Arturo Martini’s influence on Italian and international sculpture of the 20th century is still to be explored because his vast production is characterised by a confident and immediate plasticity, an extreme delight in invention that crosses all the techniques of being a sculptor, from stone to bronze, from terracotta to ceramics. From a stylised primitivism he moves on to a research that tends towards a simplification of volumes that are articulated in tight structures of great plastic intensity.
His style, with its cultured originality, is inspired by the archaic and primordial forms of the Etruscans, the expressive synthesis of Romanesque art and the inspiration of form of the great Baroque season.

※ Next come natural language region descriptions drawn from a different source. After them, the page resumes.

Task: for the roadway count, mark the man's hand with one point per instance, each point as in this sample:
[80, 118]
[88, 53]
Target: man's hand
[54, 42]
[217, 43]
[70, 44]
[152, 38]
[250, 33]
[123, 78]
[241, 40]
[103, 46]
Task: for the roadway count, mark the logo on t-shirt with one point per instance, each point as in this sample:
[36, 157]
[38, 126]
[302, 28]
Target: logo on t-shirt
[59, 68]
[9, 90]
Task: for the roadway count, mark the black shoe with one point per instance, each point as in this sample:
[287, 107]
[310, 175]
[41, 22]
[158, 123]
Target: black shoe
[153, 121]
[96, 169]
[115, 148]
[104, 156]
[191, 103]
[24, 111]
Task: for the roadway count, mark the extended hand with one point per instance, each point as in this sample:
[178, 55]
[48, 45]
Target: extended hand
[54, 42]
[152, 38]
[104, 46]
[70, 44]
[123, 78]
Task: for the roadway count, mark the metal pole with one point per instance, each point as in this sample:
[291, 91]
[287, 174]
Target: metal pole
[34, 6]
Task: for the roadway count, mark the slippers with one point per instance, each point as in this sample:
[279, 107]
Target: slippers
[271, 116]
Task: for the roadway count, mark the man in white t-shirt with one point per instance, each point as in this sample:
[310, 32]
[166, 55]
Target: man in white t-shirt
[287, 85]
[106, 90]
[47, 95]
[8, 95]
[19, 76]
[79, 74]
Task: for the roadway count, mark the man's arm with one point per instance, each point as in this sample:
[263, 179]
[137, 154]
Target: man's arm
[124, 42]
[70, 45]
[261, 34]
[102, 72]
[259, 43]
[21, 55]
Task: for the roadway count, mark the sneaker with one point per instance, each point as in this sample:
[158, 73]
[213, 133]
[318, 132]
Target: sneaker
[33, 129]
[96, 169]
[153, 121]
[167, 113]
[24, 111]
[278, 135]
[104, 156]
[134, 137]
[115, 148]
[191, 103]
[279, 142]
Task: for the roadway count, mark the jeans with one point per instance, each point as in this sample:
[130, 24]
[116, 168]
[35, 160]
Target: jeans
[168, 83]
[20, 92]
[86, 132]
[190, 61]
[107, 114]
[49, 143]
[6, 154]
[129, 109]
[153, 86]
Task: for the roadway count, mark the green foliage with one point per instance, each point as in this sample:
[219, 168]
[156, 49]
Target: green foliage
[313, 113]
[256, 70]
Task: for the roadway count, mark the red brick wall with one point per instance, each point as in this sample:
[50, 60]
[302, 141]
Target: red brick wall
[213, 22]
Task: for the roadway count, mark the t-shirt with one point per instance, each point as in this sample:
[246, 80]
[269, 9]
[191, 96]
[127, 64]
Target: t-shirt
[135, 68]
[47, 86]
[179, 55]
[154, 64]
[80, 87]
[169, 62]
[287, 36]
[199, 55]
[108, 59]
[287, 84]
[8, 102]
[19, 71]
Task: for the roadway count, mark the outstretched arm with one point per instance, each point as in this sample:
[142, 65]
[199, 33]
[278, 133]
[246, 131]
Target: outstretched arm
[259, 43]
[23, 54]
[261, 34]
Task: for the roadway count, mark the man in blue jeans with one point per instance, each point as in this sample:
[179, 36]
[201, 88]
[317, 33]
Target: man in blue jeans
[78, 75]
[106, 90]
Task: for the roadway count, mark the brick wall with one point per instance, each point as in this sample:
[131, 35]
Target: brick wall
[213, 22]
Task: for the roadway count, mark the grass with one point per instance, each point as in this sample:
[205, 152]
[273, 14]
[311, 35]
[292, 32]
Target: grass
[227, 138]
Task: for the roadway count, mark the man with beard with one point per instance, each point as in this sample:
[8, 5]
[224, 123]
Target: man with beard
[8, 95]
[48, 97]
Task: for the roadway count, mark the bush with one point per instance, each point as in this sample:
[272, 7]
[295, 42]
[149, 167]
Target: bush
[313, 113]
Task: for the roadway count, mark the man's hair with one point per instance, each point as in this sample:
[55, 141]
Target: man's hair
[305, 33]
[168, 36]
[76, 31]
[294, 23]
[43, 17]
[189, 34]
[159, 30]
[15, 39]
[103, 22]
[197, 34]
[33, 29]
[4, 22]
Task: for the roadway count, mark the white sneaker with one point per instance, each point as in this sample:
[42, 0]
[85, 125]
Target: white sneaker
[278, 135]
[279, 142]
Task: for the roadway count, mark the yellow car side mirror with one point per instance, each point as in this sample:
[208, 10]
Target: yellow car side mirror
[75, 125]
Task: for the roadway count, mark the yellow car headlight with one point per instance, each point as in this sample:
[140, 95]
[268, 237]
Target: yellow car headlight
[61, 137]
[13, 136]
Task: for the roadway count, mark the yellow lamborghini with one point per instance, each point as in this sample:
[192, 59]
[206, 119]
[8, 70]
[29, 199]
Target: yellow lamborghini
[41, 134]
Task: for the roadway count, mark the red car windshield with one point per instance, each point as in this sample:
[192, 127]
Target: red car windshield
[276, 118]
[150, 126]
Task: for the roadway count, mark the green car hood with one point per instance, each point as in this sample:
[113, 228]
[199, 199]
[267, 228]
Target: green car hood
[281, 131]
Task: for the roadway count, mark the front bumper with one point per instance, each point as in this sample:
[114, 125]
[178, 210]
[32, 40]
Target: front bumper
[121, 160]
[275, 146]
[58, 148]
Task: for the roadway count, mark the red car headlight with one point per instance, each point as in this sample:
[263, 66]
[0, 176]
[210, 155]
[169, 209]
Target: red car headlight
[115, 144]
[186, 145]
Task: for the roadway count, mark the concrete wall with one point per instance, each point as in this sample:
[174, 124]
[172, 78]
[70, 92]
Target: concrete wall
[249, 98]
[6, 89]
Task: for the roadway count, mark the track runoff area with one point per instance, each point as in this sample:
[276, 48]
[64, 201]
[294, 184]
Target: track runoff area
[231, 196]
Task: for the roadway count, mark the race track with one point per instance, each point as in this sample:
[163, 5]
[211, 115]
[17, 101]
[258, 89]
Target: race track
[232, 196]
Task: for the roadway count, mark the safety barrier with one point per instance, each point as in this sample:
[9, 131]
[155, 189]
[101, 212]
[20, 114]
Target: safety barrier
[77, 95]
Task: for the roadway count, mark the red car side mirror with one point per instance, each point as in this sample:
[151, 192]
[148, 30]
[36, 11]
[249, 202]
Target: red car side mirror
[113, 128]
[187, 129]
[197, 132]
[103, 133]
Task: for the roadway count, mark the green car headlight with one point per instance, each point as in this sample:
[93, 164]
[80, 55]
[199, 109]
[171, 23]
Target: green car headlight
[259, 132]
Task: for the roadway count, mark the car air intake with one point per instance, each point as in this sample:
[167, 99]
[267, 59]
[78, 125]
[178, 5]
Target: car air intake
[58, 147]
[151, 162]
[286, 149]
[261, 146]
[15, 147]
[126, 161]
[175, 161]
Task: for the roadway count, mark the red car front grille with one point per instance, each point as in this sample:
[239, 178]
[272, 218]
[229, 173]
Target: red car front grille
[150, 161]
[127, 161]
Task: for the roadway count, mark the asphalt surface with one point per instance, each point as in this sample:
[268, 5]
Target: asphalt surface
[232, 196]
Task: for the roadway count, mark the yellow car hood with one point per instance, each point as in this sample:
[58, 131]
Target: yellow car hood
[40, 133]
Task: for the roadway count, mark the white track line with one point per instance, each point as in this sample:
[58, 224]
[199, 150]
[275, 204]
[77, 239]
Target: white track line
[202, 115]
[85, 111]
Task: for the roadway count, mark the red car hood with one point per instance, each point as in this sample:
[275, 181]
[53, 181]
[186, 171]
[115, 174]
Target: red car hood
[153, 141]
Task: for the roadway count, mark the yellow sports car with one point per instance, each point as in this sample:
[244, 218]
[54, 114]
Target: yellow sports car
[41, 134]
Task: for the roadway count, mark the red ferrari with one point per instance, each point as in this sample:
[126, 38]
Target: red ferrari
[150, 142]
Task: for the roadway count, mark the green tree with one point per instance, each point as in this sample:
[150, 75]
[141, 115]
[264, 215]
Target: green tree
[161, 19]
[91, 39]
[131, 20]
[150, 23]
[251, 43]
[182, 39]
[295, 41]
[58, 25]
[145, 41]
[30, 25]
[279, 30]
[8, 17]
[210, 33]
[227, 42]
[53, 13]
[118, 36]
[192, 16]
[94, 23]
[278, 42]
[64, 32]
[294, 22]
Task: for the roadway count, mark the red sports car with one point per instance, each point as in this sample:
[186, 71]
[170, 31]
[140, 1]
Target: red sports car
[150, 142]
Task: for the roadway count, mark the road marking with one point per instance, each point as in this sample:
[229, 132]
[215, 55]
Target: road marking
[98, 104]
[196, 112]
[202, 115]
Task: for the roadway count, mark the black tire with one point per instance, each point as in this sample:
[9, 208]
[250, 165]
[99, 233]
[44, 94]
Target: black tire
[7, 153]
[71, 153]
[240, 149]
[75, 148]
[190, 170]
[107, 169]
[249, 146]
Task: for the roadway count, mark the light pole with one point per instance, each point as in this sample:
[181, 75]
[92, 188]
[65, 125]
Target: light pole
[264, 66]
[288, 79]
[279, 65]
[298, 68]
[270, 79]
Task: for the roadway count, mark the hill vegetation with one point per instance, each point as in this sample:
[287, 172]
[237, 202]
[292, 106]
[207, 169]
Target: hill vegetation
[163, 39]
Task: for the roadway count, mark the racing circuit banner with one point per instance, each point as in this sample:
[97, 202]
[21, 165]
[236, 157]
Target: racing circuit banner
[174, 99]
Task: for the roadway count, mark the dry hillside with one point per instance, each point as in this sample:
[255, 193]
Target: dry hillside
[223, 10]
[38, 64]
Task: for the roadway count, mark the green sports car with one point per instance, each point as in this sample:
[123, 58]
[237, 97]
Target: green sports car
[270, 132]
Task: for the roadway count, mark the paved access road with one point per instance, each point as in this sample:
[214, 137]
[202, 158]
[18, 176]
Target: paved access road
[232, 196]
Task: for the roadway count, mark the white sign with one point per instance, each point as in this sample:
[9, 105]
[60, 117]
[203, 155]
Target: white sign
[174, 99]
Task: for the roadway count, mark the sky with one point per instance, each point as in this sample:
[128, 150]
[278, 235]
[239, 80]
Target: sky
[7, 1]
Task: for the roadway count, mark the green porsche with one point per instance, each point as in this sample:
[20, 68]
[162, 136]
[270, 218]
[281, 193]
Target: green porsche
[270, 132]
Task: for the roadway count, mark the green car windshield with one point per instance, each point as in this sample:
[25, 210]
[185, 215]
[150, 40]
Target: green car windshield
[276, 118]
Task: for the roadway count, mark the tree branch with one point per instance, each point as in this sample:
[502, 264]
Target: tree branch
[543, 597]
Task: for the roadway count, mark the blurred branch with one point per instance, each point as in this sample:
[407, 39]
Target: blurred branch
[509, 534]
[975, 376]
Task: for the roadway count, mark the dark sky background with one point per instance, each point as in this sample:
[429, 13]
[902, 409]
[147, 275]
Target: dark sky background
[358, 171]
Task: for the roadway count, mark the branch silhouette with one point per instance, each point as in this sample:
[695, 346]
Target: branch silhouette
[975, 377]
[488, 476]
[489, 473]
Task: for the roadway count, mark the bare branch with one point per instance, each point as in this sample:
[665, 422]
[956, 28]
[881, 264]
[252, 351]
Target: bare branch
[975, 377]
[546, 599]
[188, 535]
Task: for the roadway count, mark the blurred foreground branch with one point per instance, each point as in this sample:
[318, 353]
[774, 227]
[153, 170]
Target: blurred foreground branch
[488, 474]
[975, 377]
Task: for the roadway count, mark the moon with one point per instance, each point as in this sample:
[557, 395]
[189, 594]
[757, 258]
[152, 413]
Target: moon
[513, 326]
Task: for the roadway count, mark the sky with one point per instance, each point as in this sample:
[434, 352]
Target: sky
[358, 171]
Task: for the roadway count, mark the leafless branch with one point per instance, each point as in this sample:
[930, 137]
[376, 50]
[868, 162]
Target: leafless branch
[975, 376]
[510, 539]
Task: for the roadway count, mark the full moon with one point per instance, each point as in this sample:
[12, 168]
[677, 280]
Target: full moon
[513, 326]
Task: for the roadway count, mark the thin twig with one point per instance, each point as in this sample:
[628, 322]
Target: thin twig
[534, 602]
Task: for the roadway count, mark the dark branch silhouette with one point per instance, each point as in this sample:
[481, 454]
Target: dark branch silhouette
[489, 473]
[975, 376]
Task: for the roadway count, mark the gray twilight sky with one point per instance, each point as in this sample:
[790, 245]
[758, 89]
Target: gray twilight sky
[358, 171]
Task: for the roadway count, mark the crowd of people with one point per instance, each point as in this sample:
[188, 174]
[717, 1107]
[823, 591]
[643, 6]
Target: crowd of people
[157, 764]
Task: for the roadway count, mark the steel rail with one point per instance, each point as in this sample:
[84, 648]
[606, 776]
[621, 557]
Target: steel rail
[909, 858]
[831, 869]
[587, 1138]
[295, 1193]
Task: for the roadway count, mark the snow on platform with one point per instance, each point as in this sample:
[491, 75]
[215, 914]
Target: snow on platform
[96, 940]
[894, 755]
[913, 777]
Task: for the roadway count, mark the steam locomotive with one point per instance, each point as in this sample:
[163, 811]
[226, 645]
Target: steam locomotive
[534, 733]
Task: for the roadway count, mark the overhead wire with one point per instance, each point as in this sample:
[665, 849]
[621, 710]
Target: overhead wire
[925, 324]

The upcoming Milan auction of Modern and Contemporary Art on 21 December will feature a 1934 bronze depicting ‘Faith and Light’ (lot 17, estimate 35,000 – 45. 000), part of a series of sketches for the monument in honour of Emanuele Filiberto di Savoia, Duke of Aosta, who died in 1931, which the artist produced as studies for this important public commission that was later awarded to Publio Morbiducci by the jury chaired by Alberto Savinio, which envisaged a horizontal development with the colossal statue of the Duke in the centre and its two lateral plinths, at the top of the steps, two large allegorical groups representing “Strength and Heroes” and precisely “Faith and Light”.